Il ne se posait plus la question de savoir ce qui l’avait poussé quelques secondes plus tôt, car l’Ogre n’était pas seulement très fort et très rapide, il était aussi un peu magicien… C’était un monstre, une entité incarnée du Mal et des pouvoirs maléfiques, c’était une…
– Lâche-le immédiatement, dit quelqu’un dans son dos.
La lame stoppa sa course mortelle et l’Ogre se tourna. Sean se laissa tomber par terre et vit son providentiel sauveteur, il n’en crut pas ses yeux.
C’était un vieux monsieur qu’il avait entraperçu à plusieurs reprises sans jamais vraiment le voir. C’était Georges O’Clenn.
Le visage de l’Ogre perdit toute sa gaieté. Les deux hommes se fixaient sans ciller. O’Clenn esquissa un geste rapide des doigts et le couteau de l’Ogre lui fut arraché des mains et alla se placer droit dans la main du vieux monsieur. L’Ogre grogna comme une bête sauvage. Et dans un mouvement ahurissant de fulgurance il se retourna et traversa la fenêtre pour disparaître dans la nuit. Sean eut l’impression que la fenêtre avait éclaté juste avant que l’Ogre ne la touche mais il n’en était pas sûr.
Georges O’Clenn parut satisfait et Sean discerna ce qui devait être un long soupir de soulagement.

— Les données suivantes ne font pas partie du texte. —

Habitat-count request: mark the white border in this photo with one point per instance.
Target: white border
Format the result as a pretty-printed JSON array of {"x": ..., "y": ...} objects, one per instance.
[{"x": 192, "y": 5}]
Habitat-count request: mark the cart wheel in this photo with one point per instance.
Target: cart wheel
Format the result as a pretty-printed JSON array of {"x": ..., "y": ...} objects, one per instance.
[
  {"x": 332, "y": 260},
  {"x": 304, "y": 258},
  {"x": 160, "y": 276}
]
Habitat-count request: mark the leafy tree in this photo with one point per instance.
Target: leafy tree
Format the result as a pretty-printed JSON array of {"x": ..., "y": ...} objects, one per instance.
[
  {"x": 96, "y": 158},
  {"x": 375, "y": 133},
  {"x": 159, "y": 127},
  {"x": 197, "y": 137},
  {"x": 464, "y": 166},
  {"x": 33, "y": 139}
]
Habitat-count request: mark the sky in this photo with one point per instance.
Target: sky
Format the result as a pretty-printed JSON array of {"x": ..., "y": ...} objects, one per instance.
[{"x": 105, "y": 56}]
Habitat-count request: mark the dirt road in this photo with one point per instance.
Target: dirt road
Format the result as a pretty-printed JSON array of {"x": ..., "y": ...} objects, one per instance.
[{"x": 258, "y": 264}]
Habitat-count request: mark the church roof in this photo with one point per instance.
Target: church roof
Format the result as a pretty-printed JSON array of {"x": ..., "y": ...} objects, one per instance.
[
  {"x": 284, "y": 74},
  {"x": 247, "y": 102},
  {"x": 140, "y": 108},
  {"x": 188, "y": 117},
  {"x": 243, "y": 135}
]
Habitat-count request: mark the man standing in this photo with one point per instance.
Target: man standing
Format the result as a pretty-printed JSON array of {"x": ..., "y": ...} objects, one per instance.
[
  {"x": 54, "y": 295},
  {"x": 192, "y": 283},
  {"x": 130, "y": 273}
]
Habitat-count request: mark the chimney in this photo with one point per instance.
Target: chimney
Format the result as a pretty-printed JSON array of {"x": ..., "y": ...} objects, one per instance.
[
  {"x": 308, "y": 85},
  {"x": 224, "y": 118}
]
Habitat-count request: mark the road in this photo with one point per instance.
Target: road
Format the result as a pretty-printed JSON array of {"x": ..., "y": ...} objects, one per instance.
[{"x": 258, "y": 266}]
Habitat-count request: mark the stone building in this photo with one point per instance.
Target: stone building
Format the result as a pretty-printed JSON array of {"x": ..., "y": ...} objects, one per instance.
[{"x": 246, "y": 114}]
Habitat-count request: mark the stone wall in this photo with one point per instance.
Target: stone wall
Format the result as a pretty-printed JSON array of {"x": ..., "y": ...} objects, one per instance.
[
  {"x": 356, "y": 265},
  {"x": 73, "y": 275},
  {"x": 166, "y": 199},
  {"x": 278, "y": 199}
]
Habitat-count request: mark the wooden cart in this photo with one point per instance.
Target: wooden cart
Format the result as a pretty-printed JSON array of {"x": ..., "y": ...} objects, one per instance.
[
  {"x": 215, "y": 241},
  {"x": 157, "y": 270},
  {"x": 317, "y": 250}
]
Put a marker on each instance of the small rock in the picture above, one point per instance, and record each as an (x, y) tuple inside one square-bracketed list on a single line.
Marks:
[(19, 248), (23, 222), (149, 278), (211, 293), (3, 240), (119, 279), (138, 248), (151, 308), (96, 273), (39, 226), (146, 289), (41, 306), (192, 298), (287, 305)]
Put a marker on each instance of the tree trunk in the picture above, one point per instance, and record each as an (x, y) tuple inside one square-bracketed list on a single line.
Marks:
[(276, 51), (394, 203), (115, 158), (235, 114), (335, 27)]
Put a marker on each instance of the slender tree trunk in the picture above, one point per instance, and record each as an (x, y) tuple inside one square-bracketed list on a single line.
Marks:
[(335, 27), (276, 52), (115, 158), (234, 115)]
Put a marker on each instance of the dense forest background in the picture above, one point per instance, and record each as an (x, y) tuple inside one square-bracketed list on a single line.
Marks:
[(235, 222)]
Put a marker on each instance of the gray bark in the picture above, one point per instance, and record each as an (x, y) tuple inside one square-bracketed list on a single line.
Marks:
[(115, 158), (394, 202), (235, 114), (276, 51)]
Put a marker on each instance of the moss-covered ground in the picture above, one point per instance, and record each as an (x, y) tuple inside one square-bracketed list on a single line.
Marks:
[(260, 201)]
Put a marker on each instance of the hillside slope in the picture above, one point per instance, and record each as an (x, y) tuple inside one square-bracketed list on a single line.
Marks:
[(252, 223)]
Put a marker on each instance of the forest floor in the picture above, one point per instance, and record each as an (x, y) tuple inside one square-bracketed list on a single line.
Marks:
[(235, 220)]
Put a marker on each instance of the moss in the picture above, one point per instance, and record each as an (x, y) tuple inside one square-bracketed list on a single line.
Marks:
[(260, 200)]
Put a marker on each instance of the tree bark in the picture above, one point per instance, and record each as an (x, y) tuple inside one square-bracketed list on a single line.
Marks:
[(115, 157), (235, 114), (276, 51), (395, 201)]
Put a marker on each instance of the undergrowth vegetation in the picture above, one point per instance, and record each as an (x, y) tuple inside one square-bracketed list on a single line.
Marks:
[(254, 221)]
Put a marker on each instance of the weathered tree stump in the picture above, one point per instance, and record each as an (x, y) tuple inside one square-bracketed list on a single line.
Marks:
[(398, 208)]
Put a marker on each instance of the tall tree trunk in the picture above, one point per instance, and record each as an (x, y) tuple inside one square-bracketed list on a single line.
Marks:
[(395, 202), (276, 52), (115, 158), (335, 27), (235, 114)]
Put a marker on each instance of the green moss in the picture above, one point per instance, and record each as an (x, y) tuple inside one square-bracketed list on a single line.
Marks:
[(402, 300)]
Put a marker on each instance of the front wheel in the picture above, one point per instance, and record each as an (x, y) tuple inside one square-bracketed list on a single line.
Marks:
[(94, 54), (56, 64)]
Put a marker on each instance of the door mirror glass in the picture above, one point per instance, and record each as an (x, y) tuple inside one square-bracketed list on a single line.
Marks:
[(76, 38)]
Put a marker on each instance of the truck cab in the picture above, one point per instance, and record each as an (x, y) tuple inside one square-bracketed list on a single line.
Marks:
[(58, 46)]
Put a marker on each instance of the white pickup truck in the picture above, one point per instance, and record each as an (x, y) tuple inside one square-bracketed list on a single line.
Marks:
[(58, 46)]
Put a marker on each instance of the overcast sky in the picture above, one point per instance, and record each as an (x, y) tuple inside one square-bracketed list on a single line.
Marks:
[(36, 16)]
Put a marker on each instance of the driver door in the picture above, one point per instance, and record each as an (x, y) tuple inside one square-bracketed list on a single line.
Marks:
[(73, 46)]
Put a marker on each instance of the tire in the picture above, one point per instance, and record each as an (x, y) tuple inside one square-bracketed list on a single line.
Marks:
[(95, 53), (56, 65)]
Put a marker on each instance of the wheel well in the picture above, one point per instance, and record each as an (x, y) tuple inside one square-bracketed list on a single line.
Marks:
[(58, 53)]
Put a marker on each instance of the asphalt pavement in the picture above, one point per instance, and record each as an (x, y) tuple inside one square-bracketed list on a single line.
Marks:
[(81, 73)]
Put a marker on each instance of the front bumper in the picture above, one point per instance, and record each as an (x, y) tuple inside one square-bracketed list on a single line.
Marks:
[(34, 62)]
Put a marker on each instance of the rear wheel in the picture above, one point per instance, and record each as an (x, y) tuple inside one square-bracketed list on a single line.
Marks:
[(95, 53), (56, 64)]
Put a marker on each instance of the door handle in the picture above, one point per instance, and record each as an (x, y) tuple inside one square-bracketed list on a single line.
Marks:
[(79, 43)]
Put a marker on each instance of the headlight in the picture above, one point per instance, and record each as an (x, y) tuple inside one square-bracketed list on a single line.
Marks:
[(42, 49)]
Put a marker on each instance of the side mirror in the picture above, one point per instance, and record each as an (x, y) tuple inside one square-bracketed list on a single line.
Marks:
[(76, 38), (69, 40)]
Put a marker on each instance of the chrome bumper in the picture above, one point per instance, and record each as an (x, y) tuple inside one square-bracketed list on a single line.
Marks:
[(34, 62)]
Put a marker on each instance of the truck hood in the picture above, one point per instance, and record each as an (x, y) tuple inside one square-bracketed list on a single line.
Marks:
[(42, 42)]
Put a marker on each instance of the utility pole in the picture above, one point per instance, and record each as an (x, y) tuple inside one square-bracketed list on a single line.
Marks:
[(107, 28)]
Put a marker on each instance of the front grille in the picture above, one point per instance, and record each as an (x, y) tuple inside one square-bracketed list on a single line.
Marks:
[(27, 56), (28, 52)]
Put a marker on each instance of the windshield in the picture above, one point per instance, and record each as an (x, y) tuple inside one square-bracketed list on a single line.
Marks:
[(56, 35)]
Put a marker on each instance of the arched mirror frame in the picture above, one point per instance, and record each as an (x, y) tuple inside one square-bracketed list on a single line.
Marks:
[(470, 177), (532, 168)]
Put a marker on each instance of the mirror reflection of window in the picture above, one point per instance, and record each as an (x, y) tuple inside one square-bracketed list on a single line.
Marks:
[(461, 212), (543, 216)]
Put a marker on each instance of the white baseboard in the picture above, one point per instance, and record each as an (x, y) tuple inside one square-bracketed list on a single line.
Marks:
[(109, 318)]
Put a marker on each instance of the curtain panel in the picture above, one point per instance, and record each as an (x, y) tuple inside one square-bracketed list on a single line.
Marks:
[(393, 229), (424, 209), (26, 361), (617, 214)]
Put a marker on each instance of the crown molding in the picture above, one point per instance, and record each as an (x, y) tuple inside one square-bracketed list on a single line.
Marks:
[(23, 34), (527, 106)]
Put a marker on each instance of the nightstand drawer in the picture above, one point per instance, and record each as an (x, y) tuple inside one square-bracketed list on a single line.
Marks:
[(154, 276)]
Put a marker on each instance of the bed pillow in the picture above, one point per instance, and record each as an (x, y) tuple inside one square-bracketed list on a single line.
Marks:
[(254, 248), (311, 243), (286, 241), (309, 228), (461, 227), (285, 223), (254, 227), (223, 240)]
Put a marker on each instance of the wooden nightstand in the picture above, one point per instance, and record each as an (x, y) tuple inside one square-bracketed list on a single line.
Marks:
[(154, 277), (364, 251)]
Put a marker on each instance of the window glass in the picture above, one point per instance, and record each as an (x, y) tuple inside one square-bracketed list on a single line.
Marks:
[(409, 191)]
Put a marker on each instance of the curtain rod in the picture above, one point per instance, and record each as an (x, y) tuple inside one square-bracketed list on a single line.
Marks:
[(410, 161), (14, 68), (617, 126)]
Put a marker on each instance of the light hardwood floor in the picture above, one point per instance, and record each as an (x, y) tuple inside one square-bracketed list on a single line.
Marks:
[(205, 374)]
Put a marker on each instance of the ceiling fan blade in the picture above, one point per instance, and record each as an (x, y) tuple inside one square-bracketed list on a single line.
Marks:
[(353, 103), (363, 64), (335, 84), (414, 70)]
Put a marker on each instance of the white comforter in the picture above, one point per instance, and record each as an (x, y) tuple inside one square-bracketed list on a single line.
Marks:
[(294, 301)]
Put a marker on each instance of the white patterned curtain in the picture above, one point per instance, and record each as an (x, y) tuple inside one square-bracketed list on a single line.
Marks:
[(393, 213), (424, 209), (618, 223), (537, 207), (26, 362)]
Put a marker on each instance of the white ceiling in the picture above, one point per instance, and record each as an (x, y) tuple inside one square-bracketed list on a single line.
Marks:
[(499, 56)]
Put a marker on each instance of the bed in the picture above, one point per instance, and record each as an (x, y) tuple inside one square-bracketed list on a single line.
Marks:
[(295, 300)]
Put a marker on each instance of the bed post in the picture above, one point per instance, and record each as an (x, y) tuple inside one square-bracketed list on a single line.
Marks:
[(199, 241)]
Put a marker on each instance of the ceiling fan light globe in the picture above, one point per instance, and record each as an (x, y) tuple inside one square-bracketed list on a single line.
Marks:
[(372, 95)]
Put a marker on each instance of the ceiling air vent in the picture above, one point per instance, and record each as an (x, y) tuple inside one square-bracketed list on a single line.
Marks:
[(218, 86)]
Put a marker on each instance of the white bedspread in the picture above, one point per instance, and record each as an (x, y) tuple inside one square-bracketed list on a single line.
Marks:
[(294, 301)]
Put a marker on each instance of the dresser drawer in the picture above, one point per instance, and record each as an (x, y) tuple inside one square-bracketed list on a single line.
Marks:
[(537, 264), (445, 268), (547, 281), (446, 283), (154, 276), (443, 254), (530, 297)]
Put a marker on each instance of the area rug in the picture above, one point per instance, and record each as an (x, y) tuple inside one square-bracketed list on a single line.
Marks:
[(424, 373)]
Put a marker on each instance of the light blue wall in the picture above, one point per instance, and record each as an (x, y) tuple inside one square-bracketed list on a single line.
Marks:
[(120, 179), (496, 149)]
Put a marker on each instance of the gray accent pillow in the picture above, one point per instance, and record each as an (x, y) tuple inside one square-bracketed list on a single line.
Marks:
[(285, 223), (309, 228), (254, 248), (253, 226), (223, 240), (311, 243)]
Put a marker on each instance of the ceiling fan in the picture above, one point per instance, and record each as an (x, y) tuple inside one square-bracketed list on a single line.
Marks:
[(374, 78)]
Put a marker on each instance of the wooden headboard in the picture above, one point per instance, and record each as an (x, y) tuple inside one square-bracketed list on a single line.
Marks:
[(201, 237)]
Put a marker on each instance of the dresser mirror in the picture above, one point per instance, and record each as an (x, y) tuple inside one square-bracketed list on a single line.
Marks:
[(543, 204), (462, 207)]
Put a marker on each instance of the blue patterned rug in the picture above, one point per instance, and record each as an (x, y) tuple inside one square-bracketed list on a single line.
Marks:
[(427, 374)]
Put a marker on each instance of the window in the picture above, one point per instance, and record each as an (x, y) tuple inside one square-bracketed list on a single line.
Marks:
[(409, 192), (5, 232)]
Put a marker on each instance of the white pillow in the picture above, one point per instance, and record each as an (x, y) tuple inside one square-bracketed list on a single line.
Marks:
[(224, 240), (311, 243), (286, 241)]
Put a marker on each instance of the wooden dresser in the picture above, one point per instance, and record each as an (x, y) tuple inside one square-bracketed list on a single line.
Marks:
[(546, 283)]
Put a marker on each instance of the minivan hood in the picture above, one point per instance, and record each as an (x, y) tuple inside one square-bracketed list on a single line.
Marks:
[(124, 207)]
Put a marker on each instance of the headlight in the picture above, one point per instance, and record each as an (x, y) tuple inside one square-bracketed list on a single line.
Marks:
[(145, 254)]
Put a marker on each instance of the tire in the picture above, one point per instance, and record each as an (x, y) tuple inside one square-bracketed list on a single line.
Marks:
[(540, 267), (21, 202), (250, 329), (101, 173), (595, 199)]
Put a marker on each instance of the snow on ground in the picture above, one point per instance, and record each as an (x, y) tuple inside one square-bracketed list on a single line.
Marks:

Le vieil homme se pencha au-dessus de lui et l’aida à se relever. La porte du bas claqua et les voix de Phil et Amanda Anderson parvinrent jusqu’à eux.
– Je… je… balbutia Sean.
O’Clenn l’interrompit en lui posant un doigt sur les lèvres.
– Viens demain chez moi avec tes amis, après le déjeuner. Je vous expliquerai ce qui se passe.
Les yeux fatigués du vieillard se posèrent sur ceux de Sean.
– Je suppose que tu veux comprendre ce qui arrive à cette ville ? N’est-ce pas ?
Sean hocha timidement la tête.
– Alors venez chez moi, vous savez où c’est maintenant.
Il lui adressa un sourire malicieux et Sean n’eut pas envie de nier quoi que ce soit. Si O’Clenn le lui avait demandé il aurait même signé des aveux complets sur leur cambriolage nocturne.
O’Clenn lui mit une main sur l’épaule et dit calmement :
– Je ne vous veux aucun mal. Je ne suis pas votre ennemi, mais je pourrais le devenir si vous agissiez stupidement, alors je compte sur vous.
Il fit un clin d’œil à Sean et sauta par la fenêtre à son tour.
Sean resta sans bouger jusqu’à ce que ses parents montent et appellent le shérif.